Oversight committee dedicates $2M to help live music venues, fine arts groups

Singer/Songwriter Bobby Bare performs at The 6th Annual Jerry Reed Celebration at 3rd & Lindsley on September 21, 2017 in Nashville, Tennessee. (Photo by Rick Diamond/Getty Images)
Singer/Songwriter Bobby Bare performs at The 6th Annual Jerry Reed Celebration at 3rd & Lindsley on September 21, 2017 in Nashville, Tennessee. (Photo by Rick Diamond/Getty Images)

The city’s financial oversight committee, which recommends how Nashville spends its CARES Act funds, unanimously voted on Thursday to appropriate $2 million in emergency grants to live music and arts businesses that have been shuttered due to the COVID-19 pandemic.

It’s the first domino to help save Nashville’s independent live music venues, which disclosed to the Tennessee Lookout this week they are on the brink of closure.

The nine-member committee, including three Metro Council members, committed $2 million in grants that will be administered by a company called Pathway Lending. Metro Councilwoman Courtney Johnston said all $2 million will go directly to music and performing arts businesses and organizations.

The grant funds will require Metro Council approval at next week’s meeting.

Metro Nashville Councilmember Courtney Johnston (Photo: Submitted)
Metro Nashville Councilmember Courtney Johnston (Photo: Submitted)

“The passion for me comes from the fact that music is the soul of Nashville,” Johnston said. “We wanted to act, and we wanted to act as quickly as possible to get these grants to the businesses that are struggling the most.”

The grants are for businesses and nonprofits that earn less than $5 million annually.

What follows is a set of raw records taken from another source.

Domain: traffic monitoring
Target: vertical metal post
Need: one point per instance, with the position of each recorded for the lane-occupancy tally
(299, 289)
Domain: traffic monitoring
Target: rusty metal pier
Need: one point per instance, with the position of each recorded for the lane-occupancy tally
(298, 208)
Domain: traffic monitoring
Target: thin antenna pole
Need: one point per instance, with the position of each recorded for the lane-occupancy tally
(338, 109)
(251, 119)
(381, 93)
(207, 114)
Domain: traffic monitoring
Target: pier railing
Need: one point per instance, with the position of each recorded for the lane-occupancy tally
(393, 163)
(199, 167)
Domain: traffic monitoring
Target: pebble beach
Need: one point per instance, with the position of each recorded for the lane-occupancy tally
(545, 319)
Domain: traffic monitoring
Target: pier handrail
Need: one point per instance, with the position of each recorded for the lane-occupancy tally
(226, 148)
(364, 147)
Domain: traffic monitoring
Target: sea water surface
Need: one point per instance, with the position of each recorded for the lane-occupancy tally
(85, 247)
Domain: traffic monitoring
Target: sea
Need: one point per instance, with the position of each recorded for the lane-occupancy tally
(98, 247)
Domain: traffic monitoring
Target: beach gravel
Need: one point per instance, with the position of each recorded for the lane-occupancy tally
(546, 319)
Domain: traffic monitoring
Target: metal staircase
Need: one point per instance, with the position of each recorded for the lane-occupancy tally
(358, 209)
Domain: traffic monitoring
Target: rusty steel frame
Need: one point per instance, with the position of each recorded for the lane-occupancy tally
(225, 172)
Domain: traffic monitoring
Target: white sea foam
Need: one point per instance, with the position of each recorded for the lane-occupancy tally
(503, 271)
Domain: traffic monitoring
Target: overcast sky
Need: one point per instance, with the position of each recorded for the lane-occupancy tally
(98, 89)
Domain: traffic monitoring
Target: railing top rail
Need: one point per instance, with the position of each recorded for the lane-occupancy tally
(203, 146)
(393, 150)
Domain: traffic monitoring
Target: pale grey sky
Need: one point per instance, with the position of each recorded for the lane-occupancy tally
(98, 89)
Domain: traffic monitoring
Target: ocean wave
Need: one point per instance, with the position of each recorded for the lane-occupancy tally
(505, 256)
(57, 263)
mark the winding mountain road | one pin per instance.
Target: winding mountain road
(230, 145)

Each grantee is eligible for up to $100,000, or two months of COVID-19 era operating expenses, whichever is less.

In Nashville, 15 independent music venues have joined the National Independent Venue Association to push for Congress to set aside money to save concert venues. U.S. Rep. Jim Cooper, D-Nashville, is a co-sponsor of the Save Our Stages Act, which would earmark $10 billion for live music venues.

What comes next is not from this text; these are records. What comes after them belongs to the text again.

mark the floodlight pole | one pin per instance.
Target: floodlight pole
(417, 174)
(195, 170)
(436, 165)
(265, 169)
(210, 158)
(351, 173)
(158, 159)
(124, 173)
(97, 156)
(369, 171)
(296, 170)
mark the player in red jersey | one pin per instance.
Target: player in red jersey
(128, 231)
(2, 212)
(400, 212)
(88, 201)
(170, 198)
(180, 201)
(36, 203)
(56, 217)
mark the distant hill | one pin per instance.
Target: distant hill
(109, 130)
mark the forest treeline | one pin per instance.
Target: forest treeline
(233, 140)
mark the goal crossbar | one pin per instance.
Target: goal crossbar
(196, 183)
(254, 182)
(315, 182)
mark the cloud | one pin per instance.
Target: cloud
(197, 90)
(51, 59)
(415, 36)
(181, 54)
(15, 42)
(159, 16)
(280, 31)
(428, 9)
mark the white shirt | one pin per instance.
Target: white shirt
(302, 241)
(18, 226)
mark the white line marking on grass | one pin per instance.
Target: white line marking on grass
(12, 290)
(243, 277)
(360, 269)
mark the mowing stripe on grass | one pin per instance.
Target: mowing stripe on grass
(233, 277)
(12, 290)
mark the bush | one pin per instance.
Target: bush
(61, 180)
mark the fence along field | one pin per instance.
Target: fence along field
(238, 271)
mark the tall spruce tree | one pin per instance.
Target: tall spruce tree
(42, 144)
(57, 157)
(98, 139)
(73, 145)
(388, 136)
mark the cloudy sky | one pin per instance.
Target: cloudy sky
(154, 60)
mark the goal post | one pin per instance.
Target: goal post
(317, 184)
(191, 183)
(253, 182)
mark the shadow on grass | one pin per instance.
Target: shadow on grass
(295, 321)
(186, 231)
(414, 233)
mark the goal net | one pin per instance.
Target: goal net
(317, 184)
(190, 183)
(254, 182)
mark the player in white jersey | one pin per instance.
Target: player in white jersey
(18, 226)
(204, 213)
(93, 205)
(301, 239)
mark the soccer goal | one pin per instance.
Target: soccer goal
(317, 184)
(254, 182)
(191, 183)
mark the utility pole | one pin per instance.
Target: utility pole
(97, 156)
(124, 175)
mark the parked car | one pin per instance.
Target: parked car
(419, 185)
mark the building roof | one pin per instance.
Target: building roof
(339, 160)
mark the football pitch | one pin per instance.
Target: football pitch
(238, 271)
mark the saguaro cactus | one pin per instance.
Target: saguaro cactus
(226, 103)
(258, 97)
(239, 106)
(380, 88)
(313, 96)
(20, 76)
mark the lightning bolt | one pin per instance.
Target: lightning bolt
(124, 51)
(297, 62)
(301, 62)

Johnston said the committee would prepare a resolution to be considered at next week’s council meeting. Metro received $121 million in federal CASES Act money, which must be spent before the end of the year.

During the committee meeting on Thursday, Metro Councilwoman Sandra Sepulveda cited the Tennessee Lookout story that said 14 independent venues will close in the next 13 weeks without help from the government.

The committee has already allocated funds for Nashville food banks and housing assistance.

On Thursday, the committee, in a separate resolution, also recommended dedicating $1.3 million in grants, also administered through Pathway Lending, for small and micro businesses with revenues of $1 million or less. Pathway Lending will receive a combined $200,000 to administer the grant programs.